As they embark on their boat trip aboard the ill-fated vessel "Prickly Heat," unforeseen events ensue, including the unwelcome presence of an escaped convict named Nick Grainger. With the goat they brought along inadvertently setting the boat adrift and the armed Nick taking control of the situation, Stan and Ollie find themselves at the mercy of the criminal's whims. In a turn of events, Stan's trombone playing inadvertently triggers Ollie's uncontrollable rage and makes him forget his fear of Nick, leading to a physical confrontation in which Ollie overpowers him. Ultimately, Stan's musical intervention aids in subduing the criminal, albeit with unforeseen consequences as the police arrive in a patrol boat.

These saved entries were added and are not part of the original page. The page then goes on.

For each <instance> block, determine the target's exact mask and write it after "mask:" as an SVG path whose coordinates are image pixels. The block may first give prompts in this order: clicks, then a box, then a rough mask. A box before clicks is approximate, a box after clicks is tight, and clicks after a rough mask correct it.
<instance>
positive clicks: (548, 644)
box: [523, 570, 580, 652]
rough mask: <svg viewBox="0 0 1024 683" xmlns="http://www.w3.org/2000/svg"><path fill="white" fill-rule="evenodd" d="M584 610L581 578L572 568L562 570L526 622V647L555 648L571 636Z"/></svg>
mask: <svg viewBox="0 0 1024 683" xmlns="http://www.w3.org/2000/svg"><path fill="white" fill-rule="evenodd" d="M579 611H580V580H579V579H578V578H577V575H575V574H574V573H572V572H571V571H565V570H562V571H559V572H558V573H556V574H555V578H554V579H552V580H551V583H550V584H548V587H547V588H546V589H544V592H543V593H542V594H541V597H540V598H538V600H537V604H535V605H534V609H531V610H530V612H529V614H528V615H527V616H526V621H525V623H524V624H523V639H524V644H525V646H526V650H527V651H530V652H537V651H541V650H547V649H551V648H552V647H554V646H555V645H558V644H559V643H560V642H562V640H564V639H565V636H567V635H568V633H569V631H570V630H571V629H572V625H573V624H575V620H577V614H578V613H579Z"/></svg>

Despite Stan's attempts to demonstrate to the cops about the trombone's role in helping Ollie to defeat Nick, their efforts backfire spectacularly, causing the again-blindly-enraged Ollie to assault the officers, resulting in the pair's arrest and incarceration alongside Nick.

== Production notes ==
- When Laurel and Hardy left the Hal Roach studio after this film, they also left behind Roach stock supporting players Charlie Hall, James Finlayson, and Harry Bernard.
- The film also stars Mary Gordon, who played Mrs. Hudson opposite Basil Rathbone's Sherlock Holmes.
- The film was shown aboard HMS Prince of Wales during the voyage to Newfoundland, where Franklin Delano Roosevelt and Winston Churchill met to establish the Atlantic Charter. It was a favorite film of Churchill, who called it "A gay but inconsequent entertainment".
- The title is an allusion to the 1937 film Souls at Sea, starring Gary Cooper and George Raft.
- This was the last film to feature the once popular silent film comedian Ben Turpin, who has a small cameo as the cross-eyed plumber and died on 1 July 1940, less than two months after the film's release. It was also the last film for Harry Bernard, who died on 4 November 1940.
- Saps at Sea is referenced in the Ray Bradbury short story "Night Call, Collect", where a lone Earthman marooned on the abandoned Mars colony is described as watching this Laurel & Hardy film, among various media tapes with which he passes his time.

==Reception==

Leonard Maltin gave it three of four stars: "L&H comedy is short and sweet: Ollie has breakdown working in horn factory, tries to relax on a small boat with Stan . . . and that's impossible. Cramer is a memorable heavy." Leslie Halliwell wrote, "Disappointing star comedy with gags too few and too long drawn out."